Despite the positive feedback both Bible and Poulin have gotten, they both acknowledge that there are limitations to sweat lodges as a solution.
Poulin says creating more opportunities that are culturally informed requires a great level of recognition about the importance of those practices for healing.
Western University in London, Ontario published a study titled: The Sweat Lodge Ceremony which offered the option of going to a sweat lodge to Indigenous people with Intergenerational Trauma and Substance Use Disorder.
One of the study’s participants stated: “What I found most helpful was the sweat lodge. Trying to connect, to find myself, to know me. It was really helpful to go in there.
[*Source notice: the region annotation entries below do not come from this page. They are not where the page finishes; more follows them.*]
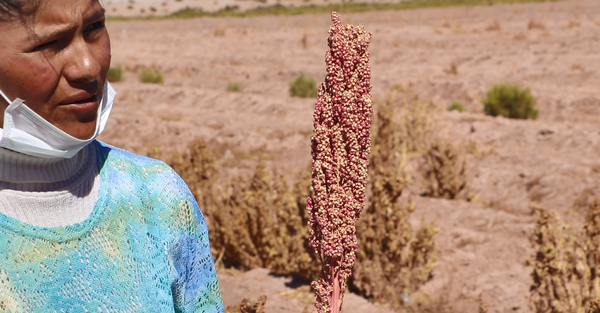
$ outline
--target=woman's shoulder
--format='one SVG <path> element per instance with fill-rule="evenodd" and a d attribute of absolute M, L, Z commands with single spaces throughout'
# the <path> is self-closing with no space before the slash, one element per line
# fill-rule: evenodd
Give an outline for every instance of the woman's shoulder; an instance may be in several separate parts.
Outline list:
<path fill-rule="evenodd" d="M 94 141 L 101 177 L 117 181 L 135 181 L 156 186 L 169 184 L 187 189 L 181 177 L 167 163 L 139 155 L 101 141 Z M 102 175 L 106 173 L 107 175 Z"/>
<path fill-rule="evenodd" d="M 120 162 L 125 162 L 129 165 L 136 167 L 156 165 L 168 166 L 165 162 L 161 160 L 153 159 L 151 157 L 147 157 L 141 154 L 136 154 L 131 151 L 127 151 L 125 149 L 107 144 L 100 140 L 94 140 L 93 143 L 96 147 L 96 154 L 98 155 L 99 161 L 101 162 L 119 160 Z"/>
It helped me a lot.”
“I think there's some hope that somewhere down the road there will be some larger recognition about healing taking many forms,” said Poulin
Bible says, people also have to be trained to run a sweat lodge and must be informed about the cultural and spiritual practices.
“You start training somebody and if they stay interested, it could be a year or two before they're ready to pour,” said Bible. “And then you want to make sure that whoever's pouring isn't going to hurt anybody or try to exploit any kind of cultural knowledge.”
Barrone also emphasized that the sweat lodge can teach humility.
“It's difficult to sit in there and handle the heat to sacrifice your comfort.”